Apparently, pension sector needs agents to push the personal pension plan to the informal sector.

This is because, between March 28, 2019 when the former President Muhammadu Buhari launched the Micro pension plan for the informal sector workers and September 2025 when the present Director General of PenCom Oloworaran, rebranded it to become personal Pension Plan, only 200,000 contributors registered.

According to PenCom, out of these, by Q3 2024, only 12,241 had active funded Retirement Savings Account with total savings of approximately N967 million.

Further interpretation of this means that due to non-compulsory nature of the Micro pension plan, the PFAs were only able to rake in N967 million in six years whereas due to compulsory nature of the formal sector CPS, within the space of 21 years a whooping N27 trillion flowed to operators’ coffers. It then means that if the formal sector CPS was to be made voluntary like the Micro Pension Plan within these 20 years, operators would have realised just N3.223 billion in place of the current N27 trillion assets which the pension sector is sitting on now.

Pension sector analysts said this is a food for thought for pension sector operators to sit up and stop relying on regulator’s effort and legislation to push their business but to make use of this opportunity provided by the regulator in licensing agents and push the Personal Pension Plan to a successful end.

The analysts said given the huge population of informal sector operators, compared with formal sector, there are more opportunities for pension fund managers in the personal pension plan than in the formal sector CPS.

Enters Awabah Agency

At the launch of the Awabah agency, Oloworaran described personal pensions as “Vital national economic infrastructure,” saying expanding coverage beyond formal employment is now the commission’s top priority.
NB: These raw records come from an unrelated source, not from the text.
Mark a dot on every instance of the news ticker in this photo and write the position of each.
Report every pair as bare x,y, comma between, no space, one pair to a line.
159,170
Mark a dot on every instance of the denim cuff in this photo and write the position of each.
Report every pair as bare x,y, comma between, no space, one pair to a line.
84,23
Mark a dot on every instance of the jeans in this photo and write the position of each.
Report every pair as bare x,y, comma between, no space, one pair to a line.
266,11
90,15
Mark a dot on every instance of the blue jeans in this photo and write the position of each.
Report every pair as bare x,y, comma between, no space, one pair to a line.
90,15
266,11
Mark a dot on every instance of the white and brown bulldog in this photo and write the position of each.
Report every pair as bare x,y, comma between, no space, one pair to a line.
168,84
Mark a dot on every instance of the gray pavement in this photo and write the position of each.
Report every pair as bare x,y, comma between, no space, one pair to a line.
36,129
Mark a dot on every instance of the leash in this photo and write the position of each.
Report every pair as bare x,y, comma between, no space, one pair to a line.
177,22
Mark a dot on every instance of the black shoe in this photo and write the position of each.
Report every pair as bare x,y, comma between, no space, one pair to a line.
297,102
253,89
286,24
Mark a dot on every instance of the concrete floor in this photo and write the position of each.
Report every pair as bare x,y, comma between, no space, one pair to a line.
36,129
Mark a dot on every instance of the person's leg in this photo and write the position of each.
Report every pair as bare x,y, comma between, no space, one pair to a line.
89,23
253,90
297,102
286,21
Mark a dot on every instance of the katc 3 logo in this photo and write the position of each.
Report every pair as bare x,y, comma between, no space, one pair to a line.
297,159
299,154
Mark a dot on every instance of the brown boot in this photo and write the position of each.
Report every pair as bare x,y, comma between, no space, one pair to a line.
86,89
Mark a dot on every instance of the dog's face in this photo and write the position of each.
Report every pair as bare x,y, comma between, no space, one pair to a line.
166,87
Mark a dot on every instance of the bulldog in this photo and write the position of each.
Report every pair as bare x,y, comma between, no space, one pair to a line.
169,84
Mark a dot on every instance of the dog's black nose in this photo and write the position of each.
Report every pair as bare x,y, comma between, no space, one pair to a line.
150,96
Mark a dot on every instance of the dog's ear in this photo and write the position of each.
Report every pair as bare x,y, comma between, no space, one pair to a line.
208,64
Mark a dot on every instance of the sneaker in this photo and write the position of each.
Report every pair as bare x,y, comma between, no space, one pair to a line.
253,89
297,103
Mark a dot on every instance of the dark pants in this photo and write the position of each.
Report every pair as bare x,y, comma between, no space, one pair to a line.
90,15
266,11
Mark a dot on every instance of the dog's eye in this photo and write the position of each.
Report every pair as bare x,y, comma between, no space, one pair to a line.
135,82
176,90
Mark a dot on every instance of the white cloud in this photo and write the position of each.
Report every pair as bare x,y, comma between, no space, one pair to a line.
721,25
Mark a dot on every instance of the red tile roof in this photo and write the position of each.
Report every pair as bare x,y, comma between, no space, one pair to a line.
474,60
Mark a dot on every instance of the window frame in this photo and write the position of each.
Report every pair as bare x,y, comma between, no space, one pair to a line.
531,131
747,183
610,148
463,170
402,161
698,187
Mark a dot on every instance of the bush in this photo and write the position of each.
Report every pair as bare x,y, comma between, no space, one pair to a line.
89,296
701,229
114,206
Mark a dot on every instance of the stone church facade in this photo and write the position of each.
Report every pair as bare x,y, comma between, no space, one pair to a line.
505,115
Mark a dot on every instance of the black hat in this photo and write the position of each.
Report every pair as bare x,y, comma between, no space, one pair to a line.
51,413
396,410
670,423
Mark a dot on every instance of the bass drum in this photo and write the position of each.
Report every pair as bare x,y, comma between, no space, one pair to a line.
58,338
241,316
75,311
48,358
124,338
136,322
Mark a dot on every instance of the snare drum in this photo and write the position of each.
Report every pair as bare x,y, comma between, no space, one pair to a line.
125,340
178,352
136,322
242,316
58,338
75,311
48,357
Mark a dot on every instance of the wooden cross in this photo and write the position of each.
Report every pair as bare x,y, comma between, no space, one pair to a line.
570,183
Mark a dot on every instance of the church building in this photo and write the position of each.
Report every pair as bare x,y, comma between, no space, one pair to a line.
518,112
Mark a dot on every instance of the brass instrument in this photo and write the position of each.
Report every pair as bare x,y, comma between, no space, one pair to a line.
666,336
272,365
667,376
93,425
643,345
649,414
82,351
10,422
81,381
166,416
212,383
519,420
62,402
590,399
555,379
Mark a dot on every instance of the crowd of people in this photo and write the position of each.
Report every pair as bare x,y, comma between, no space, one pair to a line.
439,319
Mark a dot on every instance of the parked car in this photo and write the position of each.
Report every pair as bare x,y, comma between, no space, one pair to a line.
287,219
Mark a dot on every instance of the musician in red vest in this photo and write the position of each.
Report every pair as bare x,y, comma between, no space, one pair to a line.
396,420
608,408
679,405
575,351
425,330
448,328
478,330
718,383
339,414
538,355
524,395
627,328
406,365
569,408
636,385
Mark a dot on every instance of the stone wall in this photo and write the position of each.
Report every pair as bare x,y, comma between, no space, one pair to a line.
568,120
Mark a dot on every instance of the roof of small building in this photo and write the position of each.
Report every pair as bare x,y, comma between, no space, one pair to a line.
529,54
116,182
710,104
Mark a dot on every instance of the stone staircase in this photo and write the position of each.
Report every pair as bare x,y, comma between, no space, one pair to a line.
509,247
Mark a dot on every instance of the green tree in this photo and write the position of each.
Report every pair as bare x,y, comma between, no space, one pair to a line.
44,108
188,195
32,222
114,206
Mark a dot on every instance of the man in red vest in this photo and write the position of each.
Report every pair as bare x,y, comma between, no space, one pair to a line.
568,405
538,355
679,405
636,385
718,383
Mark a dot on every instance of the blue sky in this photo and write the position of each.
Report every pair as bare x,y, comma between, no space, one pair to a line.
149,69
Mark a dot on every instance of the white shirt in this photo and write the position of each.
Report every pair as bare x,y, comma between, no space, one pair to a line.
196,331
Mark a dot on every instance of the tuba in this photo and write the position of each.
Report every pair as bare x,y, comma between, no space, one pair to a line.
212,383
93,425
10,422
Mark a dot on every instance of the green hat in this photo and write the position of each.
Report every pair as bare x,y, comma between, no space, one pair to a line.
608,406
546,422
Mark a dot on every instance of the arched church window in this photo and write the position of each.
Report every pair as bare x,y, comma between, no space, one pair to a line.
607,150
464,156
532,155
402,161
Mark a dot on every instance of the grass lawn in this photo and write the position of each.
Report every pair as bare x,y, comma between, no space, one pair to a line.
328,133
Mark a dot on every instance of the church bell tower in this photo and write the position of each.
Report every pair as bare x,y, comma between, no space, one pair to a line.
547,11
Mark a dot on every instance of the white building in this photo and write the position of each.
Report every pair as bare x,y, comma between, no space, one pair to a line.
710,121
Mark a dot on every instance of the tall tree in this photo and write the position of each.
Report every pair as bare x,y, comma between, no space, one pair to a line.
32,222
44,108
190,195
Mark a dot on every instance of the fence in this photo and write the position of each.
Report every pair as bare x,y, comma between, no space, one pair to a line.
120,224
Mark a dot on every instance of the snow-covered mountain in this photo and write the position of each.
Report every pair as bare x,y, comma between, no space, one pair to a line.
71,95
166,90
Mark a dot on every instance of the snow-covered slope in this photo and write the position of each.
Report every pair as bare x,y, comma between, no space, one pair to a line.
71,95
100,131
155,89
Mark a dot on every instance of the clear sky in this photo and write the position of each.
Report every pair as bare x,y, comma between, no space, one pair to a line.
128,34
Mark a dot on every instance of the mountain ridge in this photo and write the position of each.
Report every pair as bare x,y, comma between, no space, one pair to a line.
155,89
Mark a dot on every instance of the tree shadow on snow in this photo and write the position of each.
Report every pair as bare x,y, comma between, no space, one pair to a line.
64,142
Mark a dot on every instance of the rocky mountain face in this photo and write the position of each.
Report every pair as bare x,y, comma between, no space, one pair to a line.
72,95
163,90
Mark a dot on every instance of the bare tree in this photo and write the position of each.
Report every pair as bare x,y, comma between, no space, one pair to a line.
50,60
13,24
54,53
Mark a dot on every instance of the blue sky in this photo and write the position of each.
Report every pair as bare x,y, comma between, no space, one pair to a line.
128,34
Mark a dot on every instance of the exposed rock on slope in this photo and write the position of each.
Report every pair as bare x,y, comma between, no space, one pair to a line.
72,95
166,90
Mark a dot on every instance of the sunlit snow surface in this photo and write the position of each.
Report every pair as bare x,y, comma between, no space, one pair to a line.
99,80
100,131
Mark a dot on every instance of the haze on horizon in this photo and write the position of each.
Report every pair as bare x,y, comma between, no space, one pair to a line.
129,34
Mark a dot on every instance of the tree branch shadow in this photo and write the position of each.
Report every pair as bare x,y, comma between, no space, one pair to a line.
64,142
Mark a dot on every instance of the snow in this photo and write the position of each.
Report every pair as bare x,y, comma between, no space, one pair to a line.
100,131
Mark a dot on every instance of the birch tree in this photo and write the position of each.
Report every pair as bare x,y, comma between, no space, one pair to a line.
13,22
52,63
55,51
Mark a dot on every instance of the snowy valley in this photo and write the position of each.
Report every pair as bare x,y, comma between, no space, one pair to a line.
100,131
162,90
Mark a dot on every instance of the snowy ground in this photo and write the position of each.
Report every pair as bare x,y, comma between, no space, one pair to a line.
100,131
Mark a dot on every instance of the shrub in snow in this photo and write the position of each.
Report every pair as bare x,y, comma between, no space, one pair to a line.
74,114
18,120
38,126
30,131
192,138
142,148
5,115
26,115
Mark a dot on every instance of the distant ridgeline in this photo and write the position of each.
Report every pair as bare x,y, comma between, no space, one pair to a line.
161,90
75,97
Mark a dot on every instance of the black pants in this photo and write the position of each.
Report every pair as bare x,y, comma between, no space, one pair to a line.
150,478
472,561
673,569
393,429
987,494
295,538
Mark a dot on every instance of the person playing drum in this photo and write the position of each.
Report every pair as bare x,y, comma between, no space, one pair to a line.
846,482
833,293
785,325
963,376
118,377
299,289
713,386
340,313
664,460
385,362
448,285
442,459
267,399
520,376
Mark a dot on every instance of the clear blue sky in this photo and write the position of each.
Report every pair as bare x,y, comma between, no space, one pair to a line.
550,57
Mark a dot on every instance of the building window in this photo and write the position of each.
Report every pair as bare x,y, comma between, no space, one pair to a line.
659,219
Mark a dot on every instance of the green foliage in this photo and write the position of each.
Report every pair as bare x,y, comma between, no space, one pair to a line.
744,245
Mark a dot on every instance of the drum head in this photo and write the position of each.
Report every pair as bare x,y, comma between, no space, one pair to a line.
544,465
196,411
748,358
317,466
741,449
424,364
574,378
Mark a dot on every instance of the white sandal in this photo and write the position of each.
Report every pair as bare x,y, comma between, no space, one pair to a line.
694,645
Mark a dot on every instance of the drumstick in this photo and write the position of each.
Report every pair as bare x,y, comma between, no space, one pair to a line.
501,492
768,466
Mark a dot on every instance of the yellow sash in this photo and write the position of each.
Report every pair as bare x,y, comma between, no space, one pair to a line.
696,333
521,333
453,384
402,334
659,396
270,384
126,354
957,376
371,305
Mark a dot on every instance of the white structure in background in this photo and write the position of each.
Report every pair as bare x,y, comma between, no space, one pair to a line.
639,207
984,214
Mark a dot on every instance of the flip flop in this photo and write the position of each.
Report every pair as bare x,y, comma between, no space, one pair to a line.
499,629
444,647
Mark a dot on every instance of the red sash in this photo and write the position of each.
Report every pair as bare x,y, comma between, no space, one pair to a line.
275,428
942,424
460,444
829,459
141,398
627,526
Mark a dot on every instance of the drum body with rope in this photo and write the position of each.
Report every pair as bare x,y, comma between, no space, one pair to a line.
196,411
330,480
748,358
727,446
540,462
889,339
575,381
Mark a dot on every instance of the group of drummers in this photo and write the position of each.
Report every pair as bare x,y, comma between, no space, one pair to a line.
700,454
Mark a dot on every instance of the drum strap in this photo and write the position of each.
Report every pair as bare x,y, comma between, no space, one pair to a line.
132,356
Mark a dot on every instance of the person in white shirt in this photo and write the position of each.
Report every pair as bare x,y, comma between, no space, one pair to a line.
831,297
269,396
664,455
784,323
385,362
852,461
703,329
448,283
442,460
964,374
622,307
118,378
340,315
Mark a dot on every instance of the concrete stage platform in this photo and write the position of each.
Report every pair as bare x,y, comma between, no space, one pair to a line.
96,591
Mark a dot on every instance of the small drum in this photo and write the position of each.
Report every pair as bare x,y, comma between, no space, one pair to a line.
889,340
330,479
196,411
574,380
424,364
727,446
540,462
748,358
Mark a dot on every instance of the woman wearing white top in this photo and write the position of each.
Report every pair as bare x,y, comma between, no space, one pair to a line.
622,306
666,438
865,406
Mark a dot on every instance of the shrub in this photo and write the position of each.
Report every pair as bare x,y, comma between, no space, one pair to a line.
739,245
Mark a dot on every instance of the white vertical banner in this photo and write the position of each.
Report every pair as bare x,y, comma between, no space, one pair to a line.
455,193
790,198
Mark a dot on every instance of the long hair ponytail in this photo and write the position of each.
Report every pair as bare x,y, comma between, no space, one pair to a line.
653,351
She noted that although Nigeria’s pension assets have grown to over N27 trillion with more than 10 million Retirement Savings Accounts, the gains have largely benefited formal sector workers. Citing National Bureau of Statistics data, Oloworaran said over 93 per cent of Nigeria’s workforce more than 75 million people operate in the informal sector, with most retiring without savings or a safety net.

According to the DG, the accredited pension agent regulation introduced in September last year is designed to bridge this gap by using trusted community agents to collect micro-contributions and build confidence in the pension system. “They will take pensions to markets, villages, motor parks, farms, and workshops,” she explained.

Technology, she added, would play a central role, enabling Nigerians to save as little as N500 from their phones or make weekly contributions without disrupting their work. Pension contributions under the scheme remain tax-deductible.

“If 2004 secured pensions for the formal worker, this decade must secure pensions for the informal majority,” Oloworaran said, aligning the initiative with President Bola Tinubu’s inclusive growth agenda,” the PenCom DG said.

Also speaking Chief Executive Officer of Awabah, Tunji Andrew, said the company would leverage existing payment infrastructure to simplify pension registration and contributions nationwide. He said with its new licence, Awabah planned to drive large-scale adoption of personal pension plans, targeting five million registered customers by 2026. He said that beyond contributions, Awabah also plans to simplify withdrawals under the personal pension framework.

“Contributors are allowed to withdraw up to 50 percent of their savings after the first three months, in line with existing regulations. We want pension withdrawals to be as seamless as using an ATM,” Andrew added.

The Personal Pension Plan scheme targets self-employed individuals, rig workers, traders, and artisans, while also allowing salaried workers with existing Retirement Savings Accounts to open additional personal pension accounts.